At that point Webmaster attempted to roll back the deployment by retriggering the last known good build, however that did not resolve the issue as expected. It became clear at that time that Webmaster would need to manually redeploy a known good version of the site. Work began on determining which of the published container images were viable on the morning of the 22nd and by the early afternoon a suitable image had been found and the site was declared operational.
While the specific root cause is not known it’s possible it’s related to either [https://github.com/eclipse/openvsx/issues/501\(UI](https://github.com/eclipse/openvsx/issues/501(UI) code sends high number of requests to backend) or https://github.com/eclipse/openvsx/commit/8c1f272b39e227a65af29fe6e7794f148aebfb68 (run resource migration job in the background). Over the course of this outage it became clear that the update had changed the way it interacted with the backend database which caused the public network interface on the database server to begin saturating its 1Gbps uplink which then delayed other queries. This also began to impact our ingress machines as other sites started to experience delays in network access via the Ingress process.
Overall system load on the database server and ingress nodes were high (2-3 as returned by top), but not indicative of a completely CPU bound process.
Improve deployment and rollback documentation.
Documentation at the time provided little to no guidance on these tasks so the Webmaster involved was left trying to ‘guess’ at the correct workflow for such activities.
Improve testing (including performance) on the staging deployment.

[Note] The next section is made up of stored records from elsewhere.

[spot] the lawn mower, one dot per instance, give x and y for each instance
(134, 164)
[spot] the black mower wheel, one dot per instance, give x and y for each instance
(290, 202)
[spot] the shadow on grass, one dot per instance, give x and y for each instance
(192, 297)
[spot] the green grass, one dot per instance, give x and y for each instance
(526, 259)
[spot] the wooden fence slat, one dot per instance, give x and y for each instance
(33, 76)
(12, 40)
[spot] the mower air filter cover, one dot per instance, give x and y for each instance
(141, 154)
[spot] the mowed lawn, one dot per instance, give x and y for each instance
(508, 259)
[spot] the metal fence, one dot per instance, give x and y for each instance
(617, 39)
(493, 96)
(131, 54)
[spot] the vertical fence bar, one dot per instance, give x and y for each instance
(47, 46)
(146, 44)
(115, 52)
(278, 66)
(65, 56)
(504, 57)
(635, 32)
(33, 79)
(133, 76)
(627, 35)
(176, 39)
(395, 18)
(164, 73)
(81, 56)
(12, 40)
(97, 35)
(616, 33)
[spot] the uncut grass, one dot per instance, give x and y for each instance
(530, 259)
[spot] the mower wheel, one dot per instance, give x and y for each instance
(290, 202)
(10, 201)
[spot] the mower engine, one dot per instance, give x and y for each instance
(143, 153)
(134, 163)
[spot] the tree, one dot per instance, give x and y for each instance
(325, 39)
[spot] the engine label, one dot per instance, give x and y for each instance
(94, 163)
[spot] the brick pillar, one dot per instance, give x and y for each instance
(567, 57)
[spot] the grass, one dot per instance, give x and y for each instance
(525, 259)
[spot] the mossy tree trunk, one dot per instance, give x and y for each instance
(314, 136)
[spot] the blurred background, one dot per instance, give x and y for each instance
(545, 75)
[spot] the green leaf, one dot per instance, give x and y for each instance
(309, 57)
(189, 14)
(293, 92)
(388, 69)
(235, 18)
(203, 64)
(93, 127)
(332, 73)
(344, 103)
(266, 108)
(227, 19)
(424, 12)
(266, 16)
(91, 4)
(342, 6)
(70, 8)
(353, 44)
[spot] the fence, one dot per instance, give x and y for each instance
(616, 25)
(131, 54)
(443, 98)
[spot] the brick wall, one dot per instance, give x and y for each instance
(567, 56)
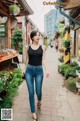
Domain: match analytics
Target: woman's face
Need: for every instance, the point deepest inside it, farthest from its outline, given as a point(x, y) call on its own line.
point(36, 37)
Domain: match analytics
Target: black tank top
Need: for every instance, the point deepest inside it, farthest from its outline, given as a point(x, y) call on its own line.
point(35, 56)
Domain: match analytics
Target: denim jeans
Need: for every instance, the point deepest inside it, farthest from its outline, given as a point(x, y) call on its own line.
point(34, 74)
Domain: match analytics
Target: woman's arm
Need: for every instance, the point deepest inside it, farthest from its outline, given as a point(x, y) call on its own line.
point(27, 57)
point(43, 58)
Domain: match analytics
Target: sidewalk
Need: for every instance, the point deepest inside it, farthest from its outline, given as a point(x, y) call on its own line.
point(58, 104)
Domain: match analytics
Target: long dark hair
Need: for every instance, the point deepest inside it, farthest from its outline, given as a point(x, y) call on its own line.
point(32, 34)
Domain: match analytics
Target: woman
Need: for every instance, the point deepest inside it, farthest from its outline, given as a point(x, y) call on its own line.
point(34, 71)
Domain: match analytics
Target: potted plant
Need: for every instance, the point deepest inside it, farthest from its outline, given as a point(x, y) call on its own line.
point(14, 9)
point(79, 49)
point(61, 50)
point(78, 83)
point(17, 38)
point(66, 43)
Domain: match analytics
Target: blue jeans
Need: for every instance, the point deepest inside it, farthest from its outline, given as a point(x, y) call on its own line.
point(34, 73)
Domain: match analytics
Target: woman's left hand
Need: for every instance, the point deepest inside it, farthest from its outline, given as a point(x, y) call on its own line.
point(47, 74)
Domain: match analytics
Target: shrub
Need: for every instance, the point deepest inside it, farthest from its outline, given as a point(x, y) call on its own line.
point(71, 84)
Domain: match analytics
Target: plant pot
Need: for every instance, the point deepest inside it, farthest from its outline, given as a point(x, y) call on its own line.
point(77, 72)
point(78, 84)
point(79, 52)
point(14, 9)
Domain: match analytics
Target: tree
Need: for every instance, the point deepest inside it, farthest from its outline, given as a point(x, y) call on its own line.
point(17, 38)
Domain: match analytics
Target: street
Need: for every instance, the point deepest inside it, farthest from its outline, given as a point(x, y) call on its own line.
point(58, 104)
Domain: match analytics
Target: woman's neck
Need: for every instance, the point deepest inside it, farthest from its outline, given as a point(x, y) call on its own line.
point(35, 43)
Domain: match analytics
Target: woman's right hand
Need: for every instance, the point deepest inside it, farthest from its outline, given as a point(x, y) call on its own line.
point(47, 74)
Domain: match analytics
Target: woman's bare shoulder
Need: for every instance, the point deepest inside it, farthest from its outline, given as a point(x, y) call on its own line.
point(27, 47)
point(44, 47)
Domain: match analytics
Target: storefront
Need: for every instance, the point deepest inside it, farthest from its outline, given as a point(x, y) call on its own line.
point(8, 22)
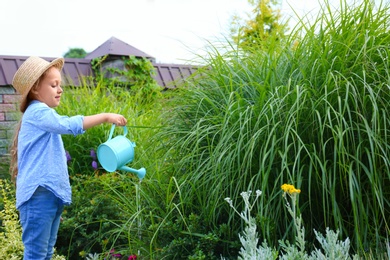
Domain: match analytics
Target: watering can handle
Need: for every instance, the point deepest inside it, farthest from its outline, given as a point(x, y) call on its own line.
point(112, 131)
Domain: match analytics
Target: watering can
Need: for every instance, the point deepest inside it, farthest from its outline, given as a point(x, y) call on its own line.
point(116, 152)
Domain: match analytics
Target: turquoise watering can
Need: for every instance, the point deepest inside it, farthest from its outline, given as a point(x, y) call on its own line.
point(116, 152)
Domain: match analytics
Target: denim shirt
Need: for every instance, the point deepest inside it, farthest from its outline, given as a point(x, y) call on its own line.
point(41, 154)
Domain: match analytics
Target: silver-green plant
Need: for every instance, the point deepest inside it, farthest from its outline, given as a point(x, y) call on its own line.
point(11, 231)
point(332, 247)
point(249, 238)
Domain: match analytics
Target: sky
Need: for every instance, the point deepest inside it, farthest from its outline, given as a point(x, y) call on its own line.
point(172, 31)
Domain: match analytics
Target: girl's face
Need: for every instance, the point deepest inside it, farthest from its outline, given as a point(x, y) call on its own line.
point(49, 88)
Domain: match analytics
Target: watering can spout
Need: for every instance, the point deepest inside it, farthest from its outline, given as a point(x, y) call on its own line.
point(140, 173)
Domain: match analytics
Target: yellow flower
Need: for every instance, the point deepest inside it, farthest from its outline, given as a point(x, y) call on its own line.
point(289, 188)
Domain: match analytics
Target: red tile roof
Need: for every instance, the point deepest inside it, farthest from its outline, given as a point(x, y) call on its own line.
point(167, 75)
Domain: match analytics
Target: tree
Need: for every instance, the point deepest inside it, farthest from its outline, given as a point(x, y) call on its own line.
point(265, 25)
point(75, 53)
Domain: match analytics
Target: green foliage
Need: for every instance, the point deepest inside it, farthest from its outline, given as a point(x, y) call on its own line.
point(87, 223)
point(314, 113)
point(10, 229)
point(132, 73)
point(75, 53)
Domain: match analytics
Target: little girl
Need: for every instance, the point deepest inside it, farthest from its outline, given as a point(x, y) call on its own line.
point(38, 163)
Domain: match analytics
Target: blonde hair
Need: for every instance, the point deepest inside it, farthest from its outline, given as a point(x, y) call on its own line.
point(14, 145)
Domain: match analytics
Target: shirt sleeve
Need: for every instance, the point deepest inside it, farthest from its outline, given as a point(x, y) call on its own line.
point(47, 119)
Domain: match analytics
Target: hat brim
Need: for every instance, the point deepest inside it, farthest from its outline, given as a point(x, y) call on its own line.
point(57, 63)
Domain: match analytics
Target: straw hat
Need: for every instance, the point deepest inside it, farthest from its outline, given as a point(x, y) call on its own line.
point(28, 73)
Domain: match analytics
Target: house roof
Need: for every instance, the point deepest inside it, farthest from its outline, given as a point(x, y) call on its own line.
point(116, 47)
point(72, 71)
point(167, 75)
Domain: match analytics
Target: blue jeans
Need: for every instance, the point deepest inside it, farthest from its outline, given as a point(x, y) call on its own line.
point(40, 220)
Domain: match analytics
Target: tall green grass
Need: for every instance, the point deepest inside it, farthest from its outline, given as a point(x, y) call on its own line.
point(313, 112)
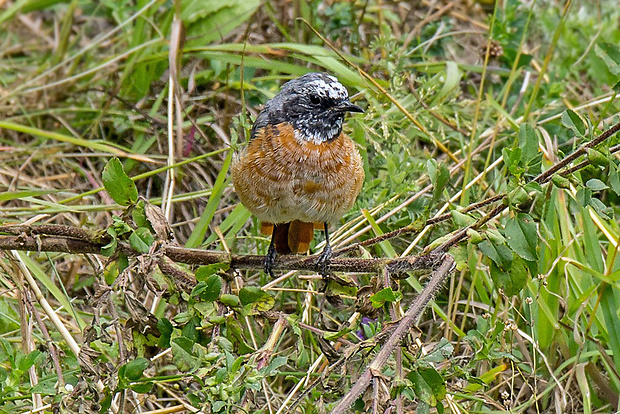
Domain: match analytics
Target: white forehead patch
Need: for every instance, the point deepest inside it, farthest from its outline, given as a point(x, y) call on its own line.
point(333, 89)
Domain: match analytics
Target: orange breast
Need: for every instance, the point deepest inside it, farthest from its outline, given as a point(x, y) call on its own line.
point(280, 178)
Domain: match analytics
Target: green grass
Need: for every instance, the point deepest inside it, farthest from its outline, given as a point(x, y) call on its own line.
point(527, 323)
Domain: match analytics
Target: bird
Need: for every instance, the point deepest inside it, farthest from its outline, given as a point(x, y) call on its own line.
point(300, 171)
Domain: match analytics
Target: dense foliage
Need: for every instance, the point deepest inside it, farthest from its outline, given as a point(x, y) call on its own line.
point(108, 108)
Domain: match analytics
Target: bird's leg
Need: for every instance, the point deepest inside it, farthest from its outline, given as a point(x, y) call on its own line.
point(270, 258)
point(322, 262)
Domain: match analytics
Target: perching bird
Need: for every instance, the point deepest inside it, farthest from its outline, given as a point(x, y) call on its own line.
point(300, 171)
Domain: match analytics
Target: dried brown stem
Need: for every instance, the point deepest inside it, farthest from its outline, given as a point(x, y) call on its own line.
point(404, 325)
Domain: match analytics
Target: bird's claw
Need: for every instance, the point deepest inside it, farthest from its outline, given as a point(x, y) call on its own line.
point(322, 263)
point(270, 259)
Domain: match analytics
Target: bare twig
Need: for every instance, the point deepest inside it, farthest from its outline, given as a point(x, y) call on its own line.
point(410, 318)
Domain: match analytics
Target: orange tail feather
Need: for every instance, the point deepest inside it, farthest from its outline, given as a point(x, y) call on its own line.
point(300, 236)
point(293, 237)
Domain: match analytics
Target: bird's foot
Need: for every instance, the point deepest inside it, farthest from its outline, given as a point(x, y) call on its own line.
point(270, 259)
point(322, 263)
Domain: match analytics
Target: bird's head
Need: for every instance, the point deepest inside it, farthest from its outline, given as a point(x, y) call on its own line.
point(314, 104)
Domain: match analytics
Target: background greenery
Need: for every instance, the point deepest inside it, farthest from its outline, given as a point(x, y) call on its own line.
point(491, 93)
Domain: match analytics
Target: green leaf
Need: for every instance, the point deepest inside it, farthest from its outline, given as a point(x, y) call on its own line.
point(439, 175)
point(422, 389)
point(614, 178)
point(208, 290)
point(141, 240)
point(142, 387)
point(220, 185)
point(204, 272)
point(597, 158)
point(134, 369)
point(571, 120)
point(273, 366)
point(462, 219)
point(120, 187)
point(230, 300)
point(435, 382)
point(609, 53)
point(165, 330)
point(522, 237)
point(528, 142)
point(596, 185)
point(182, 354)
point(385, 295)
point(512, 281)
point(560, 182)
point(259, 300)
point(500, 254)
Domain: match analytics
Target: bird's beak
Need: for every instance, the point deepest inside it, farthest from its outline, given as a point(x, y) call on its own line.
point(347, 106)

While the staging instance was updated prior to this event, it’s clear that the minimal amount of traffic it receives is insufficient to accurately test a new deployment. Increasing the amount of automated testing, or providing for some kind of traffic replay from the production instance could be useful. This also includes testing more things (the Public and User API endpoints) rather than the more limited testing that occurs now.
Get more people involved in the testing process.
Currently testing is limited to the local dev environment, but more eyes on changes when deployed to staging is clearly desirable. The team behind vscodium uses open-vsx.org so perhaps we could make an effort to contact them in order to test things more effectively
Improve incident communication.
Communication was strained while a fix was being pursued, but that left the community and other staff in the dark about what was happening. The team working on the issue needs to either make a concerted effort to communicate, or to ask another uninvolved team member to handle communication efforts.
Add some more instrumentation
Currently there is little information about what is going on within the site so we are relying on external monitoring to provide insights about issues. Adding this into the code itself could help pinpoint issues sooner.
Document (and keep up to date) who is responsible for ‘what’
Knowing who to contact when there are issues is a prime requirement, especially with an evolving infrastructure. We should also determine which Eclipse SLA level applies to open-vsx.org, or if funding is available look at a custom SLA.
Increase the number of people participating in the project.
At this time neither the website ‘application’ or the open source project it’s based on have any dedicated developers or support staff to help improve both code quality and the release process. While this is a perennial issue in opensource perhaps the working group can help out.